Wenn im Winter in kurzer Zeit große Schneemengen fallen, haben die Winterdienste alle Hände voll zu tun: Einerseits müssen die Verkehrsflächen schnellstmöglich beräumt werden, damit Zugänge, Wege und Straßen wieder sicher sind. Anderseits gibt es in vielen Liegenschaften Gebäude mit größeren Flachdachbereichen, die von kritischen Schneelasten befreit werden müssen. Meistens sind die örtlichen Feuerwehren oder das Technische Hilfswerk im Einsatz. Im schlimmsten Fall sind die Gebäude einsturzgefährdet und müssen gesperrt werden. Darüber hinaus können während der eigentlichen Beräumung auch Gefährdungen durch die kritischen Wetterverhältnisse und „Arbeiten in Höhen“ entstehen.
Mit schwerem Gerät im Einsatz
Im Winter 2010 war in Sachsen in kürzester Zeit unerwartet viel Schnee gefallen. Die Beräumung der Schneemassen in der Liegenschaft der DGUV Akademie konnte nur noch mit schwerem Gerät erfolgen. Darüber hinaus musste der Schnee transportiert und auf gesonderten Flächen gelagert werden. Besonders schwierig gestaltete sich die Beräumung der zahlreichen Flachdächer. Eine Risikobewertung ergab, dass solche Wetterereignisse zwar selten sind, ihr Schadensausmaß aber hoch ist. Im Ergebnis konnte zu diesem Zeitpunkt niemand kritische Lasten auf den Flachdächern bewerten und insofern auch keine geeigneten Maßnahmen zur Beräumung veranlassen.

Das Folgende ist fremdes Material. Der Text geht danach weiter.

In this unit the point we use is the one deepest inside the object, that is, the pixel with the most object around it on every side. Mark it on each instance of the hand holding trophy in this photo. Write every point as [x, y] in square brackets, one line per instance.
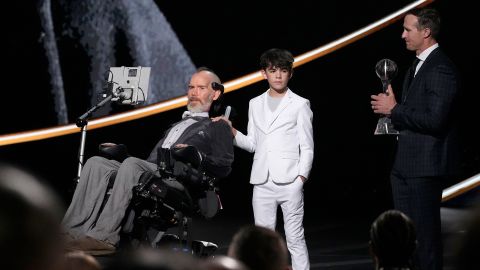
[386, 70]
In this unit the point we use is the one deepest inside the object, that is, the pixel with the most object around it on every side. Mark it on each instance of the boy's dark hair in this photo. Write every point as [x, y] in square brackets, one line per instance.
[278, 58]
[393, 239]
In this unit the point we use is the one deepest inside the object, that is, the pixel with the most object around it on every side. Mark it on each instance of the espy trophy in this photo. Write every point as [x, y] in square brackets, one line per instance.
[386, 70]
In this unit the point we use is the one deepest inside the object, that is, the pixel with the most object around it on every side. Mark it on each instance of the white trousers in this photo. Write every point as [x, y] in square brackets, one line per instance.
[266, 199]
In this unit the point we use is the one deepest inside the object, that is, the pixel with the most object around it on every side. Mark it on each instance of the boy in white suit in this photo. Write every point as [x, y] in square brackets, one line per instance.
[281, 136]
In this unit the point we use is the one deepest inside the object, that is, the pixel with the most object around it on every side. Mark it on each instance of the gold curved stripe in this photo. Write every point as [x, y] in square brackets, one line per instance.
[229, 86]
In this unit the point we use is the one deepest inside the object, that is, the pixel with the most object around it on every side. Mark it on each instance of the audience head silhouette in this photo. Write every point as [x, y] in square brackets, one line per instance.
[259, 248]
[393, 240]
[30, 215]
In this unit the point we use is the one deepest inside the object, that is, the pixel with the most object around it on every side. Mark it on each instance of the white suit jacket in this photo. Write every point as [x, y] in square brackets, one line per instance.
[282, 140]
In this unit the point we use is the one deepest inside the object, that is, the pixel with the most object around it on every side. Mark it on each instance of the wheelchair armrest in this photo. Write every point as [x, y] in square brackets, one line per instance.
[113, 151]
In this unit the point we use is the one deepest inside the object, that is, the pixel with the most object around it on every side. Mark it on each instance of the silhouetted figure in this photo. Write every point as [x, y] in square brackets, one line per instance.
[393, 241]
[223, 263]
[154, 259]
[259, 248]
[79, 260]
[30, 215]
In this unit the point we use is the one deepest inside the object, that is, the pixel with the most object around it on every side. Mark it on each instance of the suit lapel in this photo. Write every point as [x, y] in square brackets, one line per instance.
[287, 99]
[410, 85]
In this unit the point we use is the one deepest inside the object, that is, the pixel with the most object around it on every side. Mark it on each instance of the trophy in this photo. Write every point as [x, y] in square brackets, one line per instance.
[386, 70]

Externe Unterstützung gefragt
In der weiteren Diskussion wurde schnell deutlich, dass der Betreiber der Liegenschaft diese Aufgaben nicht alleine lösen kann. Eine erste fachliche Beratung wurde über ein Dresdner Architekturbüro organisiert. In einem Anlaufgespräch und bei einem anschließenden Rundgang wurden dann weitere Schritte erörtert. Diese bestanden in der Prüfung der Genehmigungsplanung und Statik sowie in der baufachlichen Bewertung des Flachdachbestandes.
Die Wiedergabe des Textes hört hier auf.